Herr Grenell, seines Zeichens Botschafter der USA in Deutschland, führt sich hier auf wie ein Elefant im Porzellanladen. Sein Empathieempfinden muss wohl noch geringer sein als dass einer Amöbe.

Solche Banausen übersehen nur immer wieder, dass äußerliche Stärke meist nur darauf hindeuten, dass betreffende Spezies nicht unbesiegbar sind. Dicke Muskeln waren noch nie der Beweis für wahre Stärke. Das hat schon Goliath erfahren, als er David gegenüber stand. In besonders krassen Fällen wurden sie auch als Schwanzlose Ballons bezeichnet, denen man ohne weiteres einfach einmal die Luft entziehen musste.

Oh Mann, wie ich solche aufgeblasenen Großmaulfrösche verachte. Ist ja auch nicht besonders schwer bei einem Boss wie Donald Trump, der Abrissbirne der US-Politik.

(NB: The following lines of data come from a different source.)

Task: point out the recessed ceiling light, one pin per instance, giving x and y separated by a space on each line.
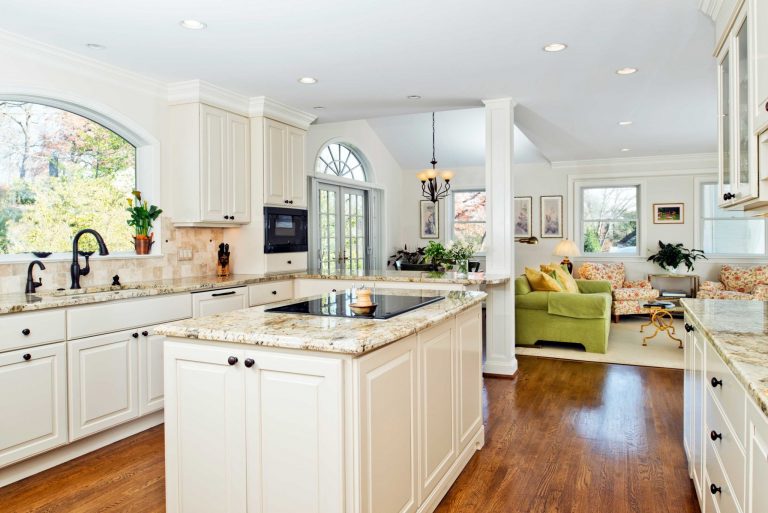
555 47
192 24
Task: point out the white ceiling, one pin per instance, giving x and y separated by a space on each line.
368 55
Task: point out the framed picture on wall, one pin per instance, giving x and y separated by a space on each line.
523 216
429 219
668 213
551 217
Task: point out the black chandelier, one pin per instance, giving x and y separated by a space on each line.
430 188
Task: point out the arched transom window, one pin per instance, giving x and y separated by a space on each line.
340 160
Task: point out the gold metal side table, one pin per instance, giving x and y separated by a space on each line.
661 319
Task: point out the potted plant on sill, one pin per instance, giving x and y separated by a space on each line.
142 217
671 257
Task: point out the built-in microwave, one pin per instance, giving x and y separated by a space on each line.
285 230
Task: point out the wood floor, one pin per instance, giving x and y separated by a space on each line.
562 437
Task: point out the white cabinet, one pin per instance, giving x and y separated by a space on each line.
33 401
219 301
103 382
284 175
211 166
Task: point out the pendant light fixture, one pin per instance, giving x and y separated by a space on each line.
430 187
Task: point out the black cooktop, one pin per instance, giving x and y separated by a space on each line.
337 305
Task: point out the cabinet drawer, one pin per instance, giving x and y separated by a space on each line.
727 392
263 293
31 329
286 262
726 446
121 315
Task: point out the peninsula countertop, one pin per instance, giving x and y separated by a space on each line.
19 302
738 330
356 336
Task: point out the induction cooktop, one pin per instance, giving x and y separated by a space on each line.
337 305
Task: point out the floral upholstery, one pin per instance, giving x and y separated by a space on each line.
627 295
740 283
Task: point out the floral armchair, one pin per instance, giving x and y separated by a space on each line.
741 283
627 295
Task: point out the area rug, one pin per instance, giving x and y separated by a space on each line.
625 346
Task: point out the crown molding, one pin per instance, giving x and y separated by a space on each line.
267 107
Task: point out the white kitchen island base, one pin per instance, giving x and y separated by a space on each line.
268 429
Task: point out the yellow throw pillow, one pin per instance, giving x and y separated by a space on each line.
542 281
563 277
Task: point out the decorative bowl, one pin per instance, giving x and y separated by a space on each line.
358 309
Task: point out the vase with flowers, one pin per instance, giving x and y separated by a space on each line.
142 216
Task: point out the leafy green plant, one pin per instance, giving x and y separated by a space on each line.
142 215
670 256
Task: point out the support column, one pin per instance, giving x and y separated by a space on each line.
500 254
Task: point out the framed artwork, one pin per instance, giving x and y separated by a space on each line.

Jetzt habe ich mich heute früh um 3 Uhr vor die Kiste gesetzt (senile Bettflucht mal wieder), um endlich mal wieder den FIWUS zu beackern, aber um aus der Politik vernünftige Berichte zu bekommen, kann man das Internet ja inzwischen vergessen. Hier ganz besonders die Google-News, aber auch die anderen Portale, die sich anmaßen, Informationen zu verbreiten. Ist übrigens inzwischen bei News noch nicht einmal mehr Boulevard. Der ehemals ernsthafte Beruf des Journalisten ist ganz gewaltig auf dem absteigenden Ast. Wenn ich mir nicht von Anfang an “Prantls Blick” aus der Süddeutschen abonniert hätte, würde ich z.B. dieses Meinungsbild nie zu sehen bekommen. Ich steh nun mal auf Standpunkte. Andererseits hat man bei vielen Beiträgen und Artikeln das Gefühl, sie sind nur halb fertig und die Autoren trauen sich nicht, ein echtes Ende zu setzen.

Deutschland – und die feuchten Träume einer bestimmten sogenannten Partei … ?

Ein treffender Beitrag von der FAZ und dazu ein Kommentar, der sich gewaschen hat und fertig ist der Empathie-Krüppel in einer Größenordnung unter den Wahlberechtigten von ca. 15%.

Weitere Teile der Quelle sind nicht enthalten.